An Inspector Calls is real edge-of-the-seat stuff, and when it comes to the ingredients of a great whodunnit – especially an unconventional one like this – it’s got the lot: death, intrigue, and a plot that’ll have you talking about it long after the curtain’s gone down.
And if you’re still wondering whether to take a trip to the Liverpool Empire to see it or not, between now and Saturday, here’s 8 reasons why you REALLY should.
Gripping and haunting plot
The year is 1912, and the story begins when Inspector Goole arrives unexpectedly at the home of the well-off and self-seeking Birling family, interrupting their polite dinner party with investigations into the death of a young woman. As he continues to question each of them, and drip feed startling information, they become increasingly rattled … as might you!
It’ll make you think
Without giving too much away the play is one that has you asking all sorts of questions as you try to unravel the mystery. With massively moral overtones as Inspector Goole brings everyone to account for their social crimes, and shameful secrets are revealed, it challenges us all to examine our consciences and consider our roles and responsibilities in the world we live in, and the people we live in it with. Priestley was a lifelong socialist and, needless to say, this play is as politically and socially relevant – if not more so – than ever.

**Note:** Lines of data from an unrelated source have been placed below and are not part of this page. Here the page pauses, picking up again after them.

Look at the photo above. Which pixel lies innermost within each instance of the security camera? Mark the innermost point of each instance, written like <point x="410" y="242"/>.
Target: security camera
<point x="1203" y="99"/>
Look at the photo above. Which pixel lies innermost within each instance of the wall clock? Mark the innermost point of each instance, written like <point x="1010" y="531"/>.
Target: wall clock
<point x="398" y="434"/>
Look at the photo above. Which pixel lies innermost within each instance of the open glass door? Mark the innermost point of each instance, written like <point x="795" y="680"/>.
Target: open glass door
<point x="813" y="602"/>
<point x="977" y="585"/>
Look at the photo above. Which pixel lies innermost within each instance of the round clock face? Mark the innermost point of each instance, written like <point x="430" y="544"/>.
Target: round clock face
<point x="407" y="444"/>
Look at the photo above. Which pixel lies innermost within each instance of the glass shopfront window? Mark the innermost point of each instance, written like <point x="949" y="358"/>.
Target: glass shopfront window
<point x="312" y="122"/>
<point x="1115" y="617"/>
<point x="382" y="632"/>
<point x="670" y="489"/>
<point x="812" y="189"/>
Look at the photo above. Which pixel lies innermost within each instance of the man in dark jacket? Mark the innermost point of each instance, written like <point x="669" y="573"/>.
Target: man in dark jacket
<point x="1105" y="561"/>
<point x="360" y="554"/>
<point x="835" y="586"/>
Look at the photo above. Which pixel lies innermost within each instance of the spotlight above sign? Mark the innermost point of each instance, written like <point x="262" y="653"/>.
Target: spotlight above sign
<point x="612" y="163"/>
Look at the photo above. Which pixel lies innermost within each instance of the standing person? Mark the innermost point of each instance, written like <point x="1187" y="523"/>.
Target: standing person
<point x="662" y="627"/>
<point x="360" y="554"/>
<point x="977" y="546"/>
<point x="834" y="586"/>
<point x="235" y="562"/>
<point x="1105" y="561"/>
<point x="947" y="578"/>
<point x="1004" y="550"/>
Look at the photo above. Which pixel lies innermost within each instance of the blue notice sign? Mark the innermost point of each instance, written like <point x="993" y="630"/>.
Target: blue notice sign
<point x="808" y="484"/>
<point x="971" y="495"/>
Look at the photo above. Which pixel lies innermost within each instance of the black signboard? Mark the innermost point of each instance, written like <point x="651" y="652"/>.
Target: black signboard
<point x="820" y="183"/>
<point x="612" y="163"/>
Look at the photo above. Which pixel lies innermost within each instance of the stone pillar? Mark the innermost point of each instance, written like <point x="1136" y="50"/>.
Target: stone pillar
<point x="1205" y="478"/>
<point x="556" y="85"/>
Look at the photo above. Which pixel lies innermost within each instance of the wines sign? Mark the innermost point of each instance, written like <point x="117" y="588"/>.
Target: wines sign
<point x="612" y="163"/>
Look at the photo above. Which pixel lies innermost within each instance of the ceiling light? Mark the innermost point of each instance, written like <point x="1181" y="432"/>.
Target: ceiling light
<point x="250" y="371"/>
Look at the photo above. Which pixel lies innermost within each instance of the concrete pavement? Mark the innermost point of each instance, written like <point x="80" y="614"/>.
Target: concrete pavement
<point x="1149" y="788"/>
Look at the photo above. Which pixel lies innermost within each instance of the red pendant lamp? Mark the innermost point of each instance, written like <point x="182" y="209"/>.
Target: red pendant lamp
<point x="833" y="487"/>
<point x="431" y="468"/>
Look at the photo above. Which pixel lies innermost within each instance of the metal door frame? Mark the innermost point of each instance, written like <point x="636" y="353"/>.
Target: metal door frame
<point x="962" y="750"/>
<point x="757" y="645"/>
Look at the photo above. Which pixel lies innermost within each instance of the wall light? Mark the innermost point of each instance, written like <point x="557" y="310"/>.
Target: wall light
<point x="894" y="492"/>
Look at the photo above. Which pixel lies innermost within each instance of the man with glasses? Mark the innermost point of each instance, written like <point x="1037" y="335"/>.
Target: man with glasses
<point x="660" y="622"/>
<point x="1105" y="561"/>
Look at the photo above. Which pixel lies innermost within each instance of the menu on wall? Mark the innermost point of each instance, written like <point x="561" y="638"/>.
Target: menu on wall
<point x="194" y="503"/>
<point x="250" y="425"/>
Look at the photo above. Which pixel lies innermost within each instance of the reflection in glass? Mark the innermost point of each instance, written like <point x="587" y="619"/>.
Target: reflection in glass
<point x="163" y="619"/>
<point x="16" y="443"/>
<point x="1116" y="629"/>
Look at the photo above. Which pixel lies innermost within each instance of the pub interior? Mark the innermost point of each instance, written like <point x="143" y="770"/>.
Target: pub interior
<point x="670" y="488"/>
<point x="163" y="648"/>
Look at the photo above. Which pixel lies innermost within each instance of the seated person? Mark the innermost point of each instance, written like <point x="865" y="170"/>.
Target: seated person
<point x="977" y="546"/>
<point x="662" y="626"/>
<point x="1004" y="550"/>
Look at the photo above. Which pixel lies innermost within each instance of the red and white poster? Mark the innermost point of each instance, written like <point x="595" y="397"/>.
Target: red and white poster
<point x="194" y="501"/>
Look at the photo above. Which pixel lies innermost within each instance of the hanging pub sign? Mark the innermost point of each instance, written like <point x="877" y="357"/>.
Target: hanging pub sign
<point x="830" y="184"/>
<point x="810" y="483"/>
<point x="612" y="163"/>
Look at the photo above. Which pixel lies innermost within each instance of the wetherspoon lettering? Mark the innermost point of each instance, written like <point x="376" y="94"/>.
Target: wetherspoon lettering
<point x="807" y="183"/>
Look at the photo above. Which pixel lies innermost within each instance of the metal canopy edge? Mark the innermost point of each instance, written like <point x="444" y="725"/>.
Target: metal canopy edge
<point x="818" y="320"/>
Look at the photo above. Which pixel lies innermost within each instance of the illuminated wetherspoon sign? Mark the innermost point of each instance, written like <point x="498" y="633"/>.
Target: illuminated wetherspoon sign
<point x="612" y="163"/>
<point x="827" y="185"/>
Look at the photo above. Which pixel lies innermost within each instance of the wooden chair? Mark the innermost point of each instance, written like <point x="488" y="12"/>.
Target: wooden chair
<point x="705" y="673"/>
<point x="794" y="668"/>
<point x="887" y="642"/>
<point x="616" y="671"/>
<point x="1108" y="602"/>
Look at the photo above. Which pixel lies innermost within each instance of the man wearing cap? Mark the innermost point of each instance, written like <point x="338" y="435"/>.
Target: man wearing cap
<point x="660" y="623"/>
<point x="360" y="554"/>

It’s Priestley’s most performed and popular play
From schools to amateur dramatic groups to the professional stage, it’s the writer’s most performed play and in the 31 years since its first performance at the National Theatre in 1992 this production has become the most performed theatrical revival in history, seen by more than five million theatregoers throughout the world.

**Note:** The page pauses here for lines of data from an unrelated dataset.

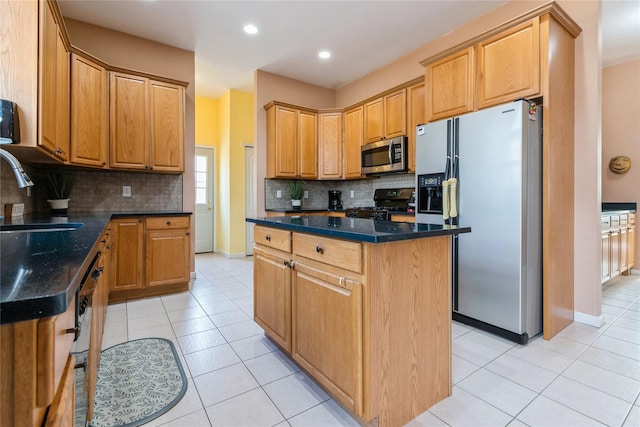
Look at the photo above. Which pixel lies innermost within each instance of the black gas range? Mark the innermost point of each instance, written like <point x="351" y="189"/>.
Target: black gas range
<point x="387" y="201"/>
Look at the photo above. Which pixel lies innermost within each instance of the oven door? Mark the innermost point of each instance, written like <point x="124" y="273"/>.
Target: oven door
<point x="80" y="348"/>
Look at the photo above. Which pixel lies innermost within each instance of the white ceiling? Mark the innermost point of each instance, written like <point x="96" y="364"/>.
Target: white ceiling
<point x="362" y="35"/>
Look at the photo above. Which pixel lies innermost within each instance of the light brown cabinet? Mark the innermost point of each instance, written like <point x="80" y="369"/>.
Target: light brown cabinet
<point x="327" y="330"/>
<point x="385" y="117"/>
<point x="146" y="122"/>
<point x="54" y="86"/>
<point x="44" y="343"/>
<point x="416" y="115"/>
<point x="89" y="113"/>
<point x="166" y="251"/>
<point x="501" y="68"/>
<point x="449" y="85"/>
<point x="127" y="254"/>
<point x="353" y="140"/>
<point x="292" y="142"/>
<point x="329" y="304"/>
<point x="330" y="145"/>
<point x="150" y="256"/>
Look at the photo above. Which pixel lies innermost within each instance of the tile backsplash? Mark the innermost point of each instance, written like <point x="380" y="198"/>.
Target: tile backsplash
<point x="99" y="191"/>
<point x="319" y="191"/>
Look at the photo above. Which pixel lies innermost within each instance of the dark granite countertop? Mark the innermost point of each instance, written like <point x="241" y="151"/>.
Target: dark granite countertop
<point x="359" y="229"/>
<point x="41" y="271"/>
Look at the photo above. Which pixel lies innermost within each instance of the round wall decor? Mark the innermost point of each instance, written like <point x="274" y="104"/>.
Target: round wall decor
<point x="620" y="164"/>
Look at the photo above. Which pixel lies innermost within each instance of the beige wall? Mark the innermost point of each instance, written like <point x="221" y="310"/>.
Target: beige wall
<point x="130" y="52"/>
<point x="269" y="87"/>
<point x="588" y="64"/>
<point x="620" y="133"/>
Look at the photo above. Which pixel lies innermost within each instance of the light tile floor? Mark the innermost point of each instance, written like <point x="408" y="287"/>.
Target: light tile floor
<point x="585" y="376"/>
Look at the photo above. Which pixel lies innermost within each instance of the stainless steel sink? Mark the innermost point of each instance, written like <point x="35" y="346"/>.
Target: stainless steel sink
<point x="39" y="227"/>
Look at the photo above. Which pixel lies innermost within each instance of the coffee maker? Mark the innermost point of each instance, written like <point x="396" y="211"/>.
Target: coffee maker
<point x="334" y="200"/>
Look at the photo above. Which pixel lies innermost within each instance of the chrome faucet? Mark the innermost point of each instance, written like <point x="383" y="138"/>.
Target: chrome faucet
<point x="21" y="176"/>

Simple and straight-forward
Written towards the end of World War II (1944-5) it’s a straightforward play that’s easy to understand. The author once wrote that he ‘wanted to write something that at a pinch could be read aloud in a bar parlour. And the time soon came when I was read and understood in a thousand bar parlours’. An Inspector Calls has now been seen in theatres around the world and its simplicity is a huge part of its never-ending appeal.

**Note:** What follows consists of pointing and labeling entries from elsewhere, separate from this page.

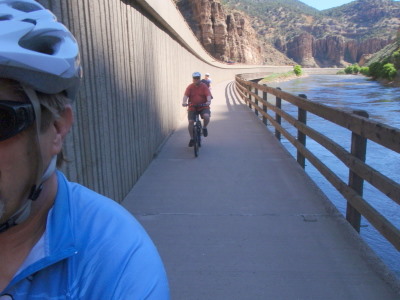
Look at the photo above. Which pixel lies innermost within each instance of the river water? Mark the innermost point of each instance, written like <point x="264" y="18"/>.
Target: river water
<point x="351" y="92"/>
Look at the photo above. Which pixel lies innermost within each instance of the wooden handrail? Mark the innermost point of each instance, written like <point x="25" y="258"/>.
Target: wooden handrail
<point x="360" y="126"/>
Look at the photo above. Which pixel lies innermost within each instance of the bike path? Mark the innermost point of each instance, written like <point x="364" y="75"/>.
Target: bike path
<point x="244" y="221"/>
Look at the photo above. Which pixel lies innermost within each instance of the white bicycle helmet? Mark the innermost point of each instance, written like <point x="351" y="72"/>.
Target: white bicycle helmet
<point x="196" y="74"/>
<point x="36" y="50"/>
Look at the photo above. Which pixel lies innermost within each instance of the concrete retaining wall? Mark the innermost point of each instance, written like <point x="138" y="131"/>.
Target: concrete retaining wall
<point x="138" y="57"/>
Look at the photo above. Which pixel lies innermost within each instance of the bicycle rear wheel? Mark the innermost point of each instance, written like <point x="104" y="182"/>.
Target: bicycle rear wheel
<point x="196" y="142"/>
<point x="199" y="129"/>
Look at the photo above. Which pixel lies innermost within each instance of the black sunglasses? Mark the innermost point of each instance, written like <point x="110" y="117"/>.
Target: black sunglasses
<point x="15" y="117"/>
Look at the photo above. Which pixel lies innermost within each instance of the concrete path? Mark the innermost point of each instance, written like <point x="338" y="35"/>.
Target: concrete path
<point x="244" y="221"/>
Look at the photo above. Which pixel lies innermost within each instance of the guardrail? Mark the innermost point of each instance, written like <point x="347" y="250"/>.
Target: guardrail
<point x="362" y="130"/>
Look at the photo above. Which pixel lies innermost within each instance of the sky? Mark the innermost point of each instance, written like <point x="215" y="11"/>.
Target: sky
<point x="325" y="4"/>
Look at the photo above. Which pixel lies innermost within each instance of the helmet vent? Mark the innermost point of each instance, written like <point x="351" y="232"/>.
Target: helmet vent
<point x="5" y="18"/>
<point x="44" y="44"/>
<point x="25" y="7"/>
<point x="30" y="21"/>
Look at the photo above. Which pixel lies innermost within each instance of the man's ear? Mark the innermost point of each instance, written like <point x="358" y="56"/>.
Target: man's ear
<point x="61" y="127"/>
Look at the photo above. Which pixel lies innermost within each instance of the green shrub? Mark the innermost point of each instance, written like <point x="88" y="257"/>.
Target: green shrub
<point x="389" y="71"/>
<point x="396" y="59"/>
<point x="356" y="69"/>
<point x="364" y="71"/>
<point x="297" y="70"/>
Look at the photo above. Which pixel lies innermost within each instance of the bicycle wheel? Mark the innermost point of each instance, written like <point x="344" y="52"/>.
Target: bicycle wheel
<point x="199" y="128"/>
<point x="196" y="142"/>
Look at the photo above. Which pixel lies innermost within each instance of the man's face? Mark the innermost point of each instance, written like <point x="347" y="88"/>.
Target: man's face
<point x="18" y="161"/>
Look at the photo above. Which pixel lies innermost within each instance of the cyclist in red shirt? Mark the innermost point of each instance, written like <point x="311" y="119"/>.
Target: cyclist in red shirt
<point x="197" y="93"/>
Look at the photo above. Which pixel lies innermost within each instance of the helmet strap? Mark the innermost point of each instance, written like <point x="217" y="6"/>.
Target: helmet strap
<point x="37" y="187"/>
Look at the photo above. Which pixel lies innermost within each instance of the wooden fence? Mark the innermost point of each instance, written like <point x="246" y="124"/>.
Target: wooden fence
<point x="362" y="130"/>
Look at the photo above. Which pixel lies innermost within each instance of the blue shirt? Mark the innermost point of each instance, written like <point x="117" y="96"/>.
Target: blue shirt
<point x="92" y="249"/>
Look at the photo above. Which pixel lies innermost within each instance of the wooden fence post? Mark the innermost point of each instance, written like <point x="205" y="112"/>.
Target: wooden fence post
<point x="256" y="101"/>
<point x="278" y="104"/>
<point x="301" y="137"/>
<point x="358" y="149"/>
<point x="265" y="120"/>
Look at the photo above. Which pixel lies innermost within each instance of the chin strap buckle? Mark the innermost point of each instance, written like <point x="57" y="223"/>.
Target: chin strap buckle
<point x="8" y="224"/>
<point x="35" y="192"/>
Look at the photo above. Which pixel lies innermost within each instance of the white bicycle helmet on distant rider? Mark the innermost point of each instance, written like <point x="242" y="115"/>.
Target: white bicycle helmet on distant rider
<point x="196" y="74"/>
<point x="42" y="55"/>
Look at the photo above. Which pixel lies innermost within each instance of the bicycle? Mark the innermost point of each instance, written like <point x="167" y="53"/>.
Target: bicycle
<point x="197" y="130"/>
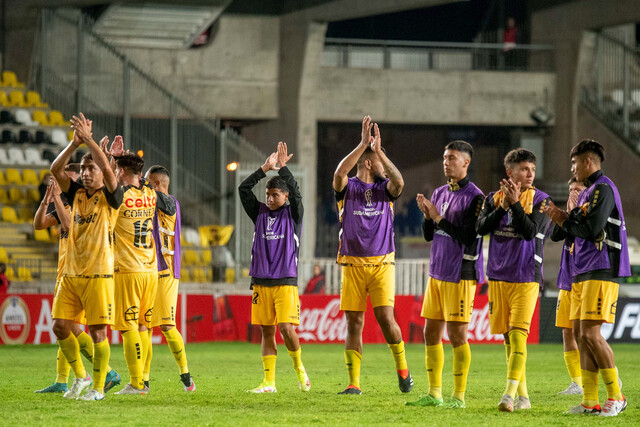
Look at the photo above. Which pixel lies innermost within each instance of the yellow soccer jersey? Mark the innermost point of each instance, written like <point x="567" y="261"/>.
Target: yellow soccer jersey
<point x="90" y="244"/>
<point x="135" y="250"/>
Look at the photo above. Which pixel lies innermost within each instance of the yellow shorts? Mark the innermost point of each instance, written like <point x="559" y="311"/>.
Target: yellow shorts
<point x="358" y="281"/>
<point x="92" y="295"/>
<point x="164" y="307"/>
<point x="275" y="304"/>
<point x="511" y="305"/>
<point x="563" y="310"/>
<point x="451" y="302"/>
<point x="134" y="297"/>
<point x="594" y="300"/>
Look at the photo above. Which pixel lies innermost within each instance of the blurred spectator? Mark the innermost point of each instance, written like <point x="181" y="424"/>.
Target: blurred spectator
<point x="316" y="283"/>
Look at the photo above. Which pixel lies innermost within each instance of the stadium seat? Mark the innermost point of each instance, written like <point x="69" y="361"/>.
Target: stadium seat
<point x="33" y="100"/>
<point x="9" y="215"/>
<point x="30" y="177"/>
<point x="14" y="177"/>
<point x="16" y="99"/>
<point x="10" y="79"/>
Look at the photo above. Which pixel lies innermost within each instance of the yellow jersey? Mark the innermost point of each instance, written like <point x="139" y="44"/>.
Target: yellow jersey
<point x="90" y="243"/>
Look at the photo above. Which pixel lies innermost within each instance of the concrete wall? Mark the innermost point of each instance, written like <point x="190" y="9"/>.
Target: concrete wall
<point x="431" y="97"/>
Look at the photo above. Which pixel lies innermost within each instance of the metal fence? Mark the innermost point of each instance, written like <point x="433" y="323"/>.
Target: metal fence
<point x="76" y="70"/>
<point x="612" y="91"/>
<point x="423" y="56"/>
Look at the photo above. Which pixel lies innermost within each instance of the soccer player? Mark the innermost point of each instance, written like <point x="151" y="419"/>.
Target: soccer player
<point x="166" y="235"/>
<point x="367" y="252"/>
<point x="87" y="283"/>
<point x="274" y="264"/>
<point x="54" y="210"/>
<point x="563" y="308"/>
<point x="455" y="268"/>
<point x="514" y="217"/>
<point x="601" y="258"/>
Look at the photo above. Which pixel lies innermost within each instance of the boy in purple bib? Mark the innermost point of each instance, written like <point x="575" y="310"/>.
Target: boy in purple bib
<point x="274" y="264"/>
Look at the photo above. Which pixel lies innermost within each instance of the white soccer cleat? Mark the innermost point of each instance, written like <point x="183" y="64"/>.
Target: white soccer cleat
<point x="613" y="408"/>
<point x="91" y="395"/>
<point x="129" y="389"/>
<point x="573" y="388"/>
<point x="79" y="384"/>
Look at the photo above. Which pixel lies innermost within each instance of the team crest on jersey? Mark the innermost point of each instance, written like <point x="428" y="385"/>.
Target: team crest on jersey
<point x="367" y="197"/>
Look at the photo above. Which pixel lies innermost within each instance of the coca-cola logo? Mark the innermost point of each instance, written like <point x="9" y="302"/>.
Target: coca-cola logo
<point x="325" y="324"/>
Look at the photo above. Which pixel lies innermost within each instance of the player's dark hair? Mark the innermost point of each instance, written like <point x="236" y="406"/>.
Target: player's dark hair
<point x="518" y="155"/>
<point x="279" y="183"/>
<point x="459" y="145"/>
<point x="588" y="146"/>
<point x="130" y="161"/>
<point x="159" y="169"/>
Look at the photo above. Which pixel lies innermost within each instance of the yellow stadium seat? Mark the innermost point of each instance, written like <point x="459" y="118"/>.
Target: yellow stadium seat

It’s collected a total of 19 major awards, including four Tony Awards in the US, and three Oliver Awards. (We’d give them another!).
The set is brilliant
Creatively and chillingly reinvented, The Birling house looks like a doll’s house, lifted Wizard of Oz-style, and dropped on a 1940s’ blitz-hit landscape from around the time it was written. The front opens up to reveal its residents and guests, and expose the skeletons within. Added to that is the eery and haunting music by Oscar-winning composer Stephen Warbreck (Shakespeare in Love) and atmospheric lighting that drives this still stunning and ever-fresh drama home.
Theatre at its best
An Inspector Calls is a National Theatre production and stage shows don’t come any better. Whether it’s a comedy, drama, or a musical, a new work or an age-old classic by the inspirational theatrical leader, its touring productions offer the chance to see the best outside the capital. This is beyond gripping, and you won’t be disappointed.
Last but absolutely not least – it’s directed by Stephen Daldry
This landmark production is directed by Stephen Daldry who received Academy Award nominations for his films, The Reader, The Hours, Billy Elliot, and Extremely Loud and Incredibly Close, and who brought Billy Elliot to the West End stage. You’ll also know him as the one who, from 2016 to 2020, produced and directed the Netflix television series The Crown, for which he received a clutch of awards and nominations.